El gesto autocrítico del Papa fue suficiente para legitimar sus denuncias del sistema corrupto que permea a México. Ciertamente en la Iglesia Católica las rectificaciones históricas suelen demorarse: tardaron 359 años en rehabilitar a Galileo y 400 en pedir perdón por la hoguera que mató a Bruno. En San Cristóbal de las Casas, Francisco I pidió perdón a las comunidades indígenas por el maltrato y desprecio históricos que han sufrido. Para ello tuvieron que pasar cinco siglos y un papa latinoamericano. Pero si bien la disculpa de la Iglesia llega tarde, la del gobierno es aún inexistente.

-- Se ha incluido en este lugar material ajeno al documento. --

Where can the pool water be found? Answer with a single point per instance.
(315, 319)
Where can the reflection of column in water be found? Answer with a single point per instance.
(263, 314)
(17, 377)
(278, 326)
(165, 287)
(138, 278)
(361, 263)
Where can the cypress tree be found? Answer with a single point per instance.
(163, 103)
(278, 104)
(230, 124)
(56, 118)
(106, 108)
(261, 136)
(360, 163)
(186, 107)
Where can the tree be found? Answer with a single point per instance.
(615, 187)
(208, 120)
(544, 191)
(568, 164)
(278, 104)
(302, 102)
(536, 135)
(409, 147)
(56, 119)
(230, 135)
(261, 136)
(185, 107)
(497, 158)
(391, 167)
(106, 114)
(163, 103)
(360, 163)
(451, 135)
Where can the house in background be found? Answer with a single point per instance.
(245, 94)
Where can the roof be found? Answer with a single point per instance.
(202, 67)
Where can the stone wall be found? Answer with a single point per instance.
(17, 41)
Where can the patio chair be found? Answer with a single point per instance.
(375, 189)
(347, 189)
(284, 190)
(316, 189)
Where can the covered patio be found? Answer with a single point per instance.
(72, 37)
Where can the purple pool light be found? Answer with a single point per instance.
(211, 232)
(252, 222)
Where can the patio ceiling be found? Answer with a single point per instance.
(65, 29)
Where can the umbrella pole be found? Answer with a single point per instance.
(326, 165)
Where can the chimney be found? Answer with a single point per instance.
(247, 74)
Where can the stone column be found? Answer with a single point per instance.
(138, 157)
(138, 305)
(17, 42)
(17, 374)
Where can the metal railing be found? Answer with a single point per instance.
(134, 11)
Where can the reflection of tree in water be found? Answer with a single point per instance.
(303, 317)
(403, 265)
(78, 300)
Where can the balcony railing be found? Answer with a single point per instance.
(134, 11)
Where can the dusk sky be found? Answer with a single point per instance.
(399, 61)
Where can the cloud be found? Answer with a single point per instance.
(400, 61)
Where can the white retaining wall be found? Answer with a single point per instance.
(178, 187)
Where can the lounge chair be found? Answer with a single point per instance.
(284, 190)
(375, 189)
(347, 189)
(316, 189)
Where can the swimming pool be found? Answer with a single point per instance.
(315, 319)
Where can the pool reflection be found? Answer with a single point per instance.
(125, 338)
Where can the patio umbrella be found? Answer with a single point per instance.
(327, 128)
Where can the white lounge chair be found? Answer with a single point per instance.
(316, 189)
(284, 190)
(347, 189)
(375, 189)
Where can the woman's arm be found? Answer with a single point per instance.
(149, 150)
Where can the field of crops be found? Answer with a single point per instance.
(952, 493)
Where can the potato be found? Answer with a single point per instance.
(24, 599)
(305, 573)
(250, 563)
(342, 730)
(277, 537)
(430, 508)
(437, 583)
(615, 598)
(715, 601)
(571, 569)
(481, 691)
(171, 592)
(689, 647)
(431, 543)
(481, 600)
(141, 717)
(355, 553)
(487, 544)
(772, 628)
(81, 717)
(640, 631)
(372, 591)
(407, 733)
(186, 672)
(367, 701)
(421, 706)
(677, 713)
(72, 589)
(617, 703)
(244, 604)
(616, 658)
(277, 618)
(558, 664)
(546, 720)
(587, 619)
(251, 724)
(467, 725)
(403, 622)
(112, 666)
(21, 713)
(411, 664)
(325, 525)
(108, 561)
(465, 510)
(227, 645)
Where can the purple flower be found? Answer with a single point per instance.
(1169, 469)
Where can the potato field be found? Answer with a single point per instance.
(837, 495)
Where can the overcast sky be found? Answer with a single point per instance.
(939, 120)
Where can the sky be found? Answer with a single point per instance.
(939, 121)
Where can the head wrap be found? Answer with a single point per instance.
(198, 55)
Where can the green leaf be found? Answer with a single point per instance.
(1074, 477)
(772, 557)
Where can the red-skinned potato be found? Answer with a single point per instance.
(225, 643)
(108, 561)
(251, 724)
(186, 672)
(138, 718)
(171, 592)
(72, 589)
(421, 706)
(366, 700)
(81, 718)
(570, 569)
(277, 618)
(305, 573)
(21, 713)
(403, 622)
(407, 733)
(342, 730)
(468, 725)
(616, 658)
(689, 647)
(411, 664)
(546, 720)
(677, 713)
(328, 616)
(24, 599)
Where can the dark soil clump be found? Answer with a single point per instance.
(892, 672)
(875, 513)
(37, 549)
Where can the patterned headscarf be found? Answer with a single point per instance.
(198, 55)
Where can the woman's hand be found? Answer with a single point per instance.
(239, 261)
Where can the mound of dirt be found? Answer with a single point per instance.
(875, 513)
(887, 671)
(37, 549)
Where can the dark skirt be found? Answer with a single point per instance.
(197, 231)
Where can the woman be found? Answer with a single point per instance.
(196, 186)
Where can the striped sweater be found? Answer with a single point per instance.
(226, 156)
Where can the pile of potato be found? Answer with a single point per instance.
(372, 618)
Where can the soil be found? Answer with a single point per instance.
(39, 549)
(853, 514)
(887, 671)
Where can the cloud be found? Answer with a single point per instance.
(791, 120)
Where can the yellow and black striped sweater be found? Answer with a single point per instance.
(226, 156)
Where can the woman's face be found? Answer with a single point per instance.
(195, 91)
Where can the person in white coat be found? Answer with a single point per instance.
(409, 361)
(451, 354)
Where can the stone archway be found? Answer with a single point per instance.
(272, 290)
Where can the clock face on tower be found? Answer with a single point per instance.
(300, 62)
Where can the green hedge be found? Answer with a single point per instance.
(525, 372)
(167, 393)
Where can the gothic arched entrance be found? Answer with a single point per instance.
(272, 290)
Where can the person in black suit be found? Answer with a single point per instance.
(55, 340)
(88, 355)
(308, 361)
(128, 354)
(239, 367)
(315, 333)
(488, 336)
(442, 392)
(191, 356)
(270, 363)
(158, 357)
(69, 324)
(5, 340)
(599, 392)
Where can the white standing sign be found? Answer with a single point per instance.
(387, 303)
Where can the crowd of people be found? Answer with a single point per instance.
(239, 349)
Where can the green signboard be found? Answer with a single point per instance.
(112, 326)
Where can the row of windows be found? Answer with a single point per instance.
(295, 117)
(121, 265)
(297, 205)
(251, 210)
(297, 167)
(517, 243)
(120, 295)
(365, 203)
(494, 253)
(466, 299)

Sentado de frente a Francisco, el gobernador de Chiapas se infundía en espíritu indigenista con singular cinismo: En un estado con una población indígena del 27% ¿qué porcentaje de su gabinete es indígena?

Meses antes de la visita papal, los gobernadores de los estados elegidos para el recorrido gastaron millones de pesos en presumir la llegada del Papa a sus territorios. Su despilfarro demostró los alcances del oportunismo. El Papa no eligió ir a Juárez, Michoacán, Ecatepec y Chiapas por curiosidad turística sino porque son justamente los símbolos del fracaso político mexicano. En ese sentido, la publicidad de los gobernadores es un contrasentido: presume su fracaso y constata sus incapacidades. Eso fue lo que logró el Papa en México, evidenciar el cinismo y la falsedad a través de un su genuina presencia. En sus 5 días de visita en México, Francisco I estuvo más cerca de los mexicanos de lo que el gobierno y la iglesia mexicana han estado en las últimas décadas. Este quedará como el legado más auténtico de la primera visita del Papa Francisco a México. Enseñó a los políticos mexicanos que hay formas dignas de liderar. Los hizo ver minúsculos en cara del verdadero poder.